The committee proposal does not have an estimated cost. O’Brien said it is unknown whether the chief of staff salary would have a fiscal impact since it’s possible the position could result in a reallocating of duties, and thus savings in other areas.

The leadership model proposals are among a handful of proposed revisions to the charter the commission will take up Wednesday. Also on the agenda are proposals for a clean elections program, which would provide public campaign funds to qualified candidates for municipal office; a police oversight board; and a policy governing communications between city staff and elected officials.

The commission is not requiring committees to provide fiscal notes or cost estimates with their proposals, although the elections committee voluntarily included a cost estimate for its clean elections proposal. That initiative is expected to cost about $290,000 per year and includes one additional staff member in the city clerk’s office as well as the funds for running the program itself.

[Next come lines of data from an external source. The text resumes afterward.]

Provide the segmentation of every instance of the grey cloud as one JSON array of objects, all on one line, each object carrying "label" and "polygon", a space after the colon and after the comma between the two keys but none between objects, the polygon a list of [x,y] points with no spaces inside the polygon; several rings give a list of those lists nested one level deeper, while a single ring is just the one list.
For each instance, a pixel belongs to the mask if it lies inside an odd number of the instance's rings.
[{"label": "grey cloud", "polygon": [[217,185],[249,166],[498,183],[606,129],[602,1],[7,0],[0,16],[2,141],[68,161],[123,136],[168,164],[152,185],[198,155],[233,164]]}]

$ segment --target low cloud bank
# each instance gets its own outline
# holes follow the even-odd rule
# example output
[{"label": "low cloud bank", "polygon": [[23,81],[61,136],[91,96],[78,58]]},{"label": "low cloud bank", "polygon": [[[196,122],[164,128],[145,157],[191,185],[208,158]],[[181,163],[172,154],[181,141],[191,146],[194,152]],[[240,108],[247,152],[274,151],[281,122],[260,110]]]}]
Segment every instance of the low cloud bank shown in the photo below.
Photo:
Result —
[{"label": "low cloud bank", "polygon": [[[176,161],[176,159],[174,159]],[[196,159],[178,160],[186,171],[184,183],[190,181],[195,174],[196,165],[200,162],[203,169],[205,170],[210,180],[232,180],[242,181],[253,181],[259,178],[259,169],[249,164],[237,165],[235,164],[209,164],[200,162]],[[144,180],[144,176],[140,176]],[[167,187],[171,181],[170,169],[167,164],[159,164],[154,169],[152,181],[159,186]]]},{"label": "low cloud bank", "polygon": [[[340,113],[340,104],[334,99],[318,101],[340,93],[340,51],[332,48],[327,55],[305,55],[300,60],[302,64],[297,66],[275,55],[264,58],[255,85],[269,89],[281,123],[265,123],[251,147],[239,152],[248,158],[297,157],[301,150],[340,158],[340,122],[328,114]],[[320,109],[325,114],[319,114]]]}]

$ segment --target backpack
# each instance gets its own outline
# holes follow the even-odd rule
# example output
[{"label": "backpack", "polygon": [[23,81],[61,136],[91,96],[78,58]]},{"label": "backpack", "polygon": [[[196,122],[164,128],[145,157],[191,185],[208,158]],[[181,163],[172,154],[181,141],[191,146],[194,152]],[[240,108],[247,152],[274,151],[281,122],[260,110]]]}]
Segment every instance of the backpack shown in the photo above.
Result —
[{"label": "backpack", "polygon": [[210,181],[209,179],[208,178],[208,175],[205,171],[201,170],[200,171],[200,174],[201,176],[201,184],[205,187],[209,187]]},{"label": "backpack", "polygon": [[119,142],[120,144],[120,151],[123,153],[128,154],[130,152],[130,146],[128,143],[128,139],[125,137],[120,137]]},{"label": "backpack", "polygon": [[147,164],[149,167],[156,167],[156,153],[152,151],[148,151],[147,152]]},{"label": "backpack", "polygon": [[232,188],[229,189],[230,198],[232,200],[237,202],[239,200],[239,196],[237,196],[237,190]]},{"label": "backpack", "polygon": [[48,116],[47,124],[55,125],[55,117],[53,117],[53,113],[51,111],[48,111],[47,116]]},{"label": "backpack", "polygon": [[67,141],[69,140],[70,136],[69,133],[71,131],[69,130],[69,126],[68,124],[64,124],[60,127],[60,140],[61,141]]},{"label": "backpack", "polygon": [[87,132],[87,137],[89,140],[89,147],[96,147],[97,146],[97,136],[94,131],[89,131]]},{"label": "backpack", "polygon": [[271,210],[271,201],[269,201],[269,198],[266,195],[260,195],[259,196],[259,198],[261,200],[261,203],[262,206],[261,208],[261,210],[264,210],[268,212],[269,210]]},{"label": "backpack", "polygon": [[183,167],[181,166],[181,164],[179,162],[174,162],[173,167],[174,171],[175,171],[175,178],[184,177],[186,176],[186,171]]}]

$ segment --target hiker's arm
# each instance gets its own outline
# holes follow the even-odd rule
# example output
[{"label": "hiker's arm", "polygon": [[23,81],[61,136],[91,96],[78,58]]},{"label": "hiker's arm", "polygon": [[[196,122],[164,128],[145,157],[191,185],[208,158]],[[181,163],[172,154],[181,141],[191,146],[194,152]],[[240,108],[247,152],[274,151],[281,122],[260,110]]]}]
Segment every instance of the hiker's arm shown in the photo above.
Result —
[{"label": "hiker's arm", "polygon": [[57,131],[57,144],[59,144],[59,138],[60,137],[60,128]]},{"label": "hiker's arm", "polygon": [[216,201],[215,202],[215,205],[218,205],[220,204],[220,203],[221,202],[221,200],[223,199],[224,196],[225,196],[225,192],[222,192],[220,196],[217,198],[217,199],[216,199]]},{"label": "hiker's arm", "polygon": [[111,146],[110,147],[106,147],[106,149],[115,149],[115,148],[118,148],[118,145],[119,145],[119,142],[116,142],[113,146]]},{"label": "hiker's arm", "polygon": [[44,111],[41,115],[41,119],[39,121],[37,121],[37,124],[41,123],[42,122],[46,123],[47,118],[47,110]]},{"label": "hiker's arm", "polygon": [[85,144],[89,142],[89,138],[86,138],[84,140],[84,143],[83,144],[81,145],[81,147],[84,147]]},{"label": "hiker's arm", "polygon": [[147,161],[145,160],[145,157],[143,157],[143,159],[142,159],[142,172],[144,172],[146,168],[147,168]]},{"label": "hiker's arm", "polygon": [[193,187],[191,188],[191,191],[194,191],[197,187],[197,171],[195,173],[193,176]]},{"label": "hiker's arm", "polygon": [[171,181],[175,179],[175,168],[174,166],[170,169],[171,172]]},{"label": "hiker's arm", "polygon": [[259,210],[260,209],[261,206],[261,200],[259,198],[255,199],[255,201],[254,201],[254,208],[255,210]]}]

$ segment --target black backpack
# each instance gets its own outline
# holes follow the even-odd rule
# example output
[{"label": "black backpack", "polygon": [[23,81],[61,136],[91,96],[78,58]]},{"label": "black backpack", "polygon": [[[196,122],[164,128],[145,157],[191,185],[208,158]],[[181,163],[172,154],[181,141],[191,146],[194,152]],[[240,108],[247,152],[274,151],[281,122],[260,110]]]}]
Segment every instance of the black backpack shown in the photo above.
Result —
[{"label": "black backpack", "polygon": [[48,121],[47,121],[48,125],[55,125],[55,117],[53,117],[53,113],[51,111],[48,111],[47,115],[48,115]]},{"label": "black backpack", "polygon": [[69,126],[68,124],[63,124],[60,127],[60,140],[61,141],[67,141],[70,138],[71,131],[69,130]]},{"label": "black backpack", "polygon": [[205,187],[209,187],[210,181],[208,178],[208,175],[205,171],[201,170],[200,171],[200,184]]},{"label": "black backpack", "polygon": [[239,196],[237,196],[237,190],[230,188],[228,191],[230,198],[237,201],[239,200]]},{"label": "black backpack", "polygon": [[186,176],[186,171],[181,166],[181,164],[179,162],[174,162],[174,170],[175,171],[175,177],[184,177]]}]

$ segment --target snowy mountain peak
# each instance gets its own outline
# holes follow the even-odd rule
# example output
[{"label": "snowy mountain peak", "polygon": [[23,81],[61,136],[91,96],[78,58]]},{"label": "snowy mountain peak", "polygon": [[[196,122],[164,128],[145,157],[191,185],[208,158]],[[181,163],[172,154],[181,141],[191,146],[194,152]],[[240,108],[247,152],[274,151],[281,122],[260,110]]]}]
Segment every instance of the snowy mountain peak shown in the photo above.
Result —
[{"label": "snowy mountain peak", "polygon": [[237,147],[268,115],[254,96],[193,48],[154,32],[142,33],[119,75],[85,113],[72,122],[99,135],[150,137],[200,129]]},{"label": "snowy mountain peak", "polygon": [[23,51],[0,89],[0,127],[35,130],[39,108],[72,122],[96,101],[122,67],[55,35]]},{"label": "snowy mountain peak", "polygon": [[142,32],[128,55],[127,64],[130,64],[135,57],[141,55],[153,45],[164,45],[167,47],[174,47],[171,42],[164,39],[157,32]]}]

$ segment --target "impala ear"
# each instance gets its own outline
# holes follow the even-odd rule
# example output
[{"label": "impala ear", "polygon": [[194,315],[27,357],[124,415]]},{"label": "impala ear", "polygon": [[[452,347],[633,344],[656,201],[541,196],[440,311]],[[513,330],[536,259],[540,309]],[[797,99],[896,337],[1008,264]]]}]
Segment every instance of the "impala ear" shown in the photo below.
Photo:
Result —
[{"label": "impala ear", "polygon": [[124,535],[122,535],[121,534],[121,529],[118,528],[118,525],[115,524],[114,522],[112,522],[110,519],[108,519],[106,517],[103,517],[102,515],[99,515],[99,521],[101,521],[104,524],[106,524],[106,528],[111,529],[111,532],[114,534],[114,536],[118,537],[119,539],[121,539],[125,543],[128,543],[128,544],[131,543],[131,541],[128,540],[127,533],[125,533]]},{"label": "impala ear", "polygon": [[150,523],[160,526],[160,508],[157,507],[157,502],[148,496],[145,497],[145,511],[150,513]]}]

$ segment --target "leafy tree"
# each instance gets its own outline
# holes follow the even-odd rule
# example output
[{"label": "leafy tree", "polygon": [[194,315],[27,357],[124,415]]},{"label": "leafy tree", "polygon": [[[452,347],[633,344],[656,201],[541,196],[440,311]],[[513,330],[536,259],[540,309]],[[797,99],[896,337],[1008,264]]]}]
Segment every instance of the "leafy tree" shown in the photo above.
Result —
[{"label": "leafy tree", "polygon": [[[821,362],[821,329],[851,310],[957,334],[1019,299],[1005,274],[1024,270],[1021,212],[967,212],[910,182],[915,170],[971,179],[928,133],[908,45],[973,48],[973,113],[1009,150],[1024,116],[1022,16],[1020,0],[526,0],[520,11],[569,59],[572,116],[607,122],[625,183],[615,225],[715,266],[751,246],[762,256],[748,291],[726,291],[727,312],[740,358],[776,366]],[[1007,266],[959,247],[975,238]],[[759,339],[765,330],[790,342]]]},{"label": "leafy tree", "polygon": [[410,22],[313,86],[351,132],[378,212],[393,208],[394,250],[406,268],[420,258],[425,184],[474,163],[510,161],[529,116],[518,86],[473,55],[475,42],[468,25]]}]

Marpheen Chann, chair of the elections committee, said the proposal has a clear price tag that was easy to ascertain, while that is not the case for everything the commission will look at. “If other chairs and commissioners want to do the number crunching to give an idea to the council what this would cost, that’s good, but ultimately it will be the job of the council and mayor when we give them our report to figure out how this fits in the budget,” he said.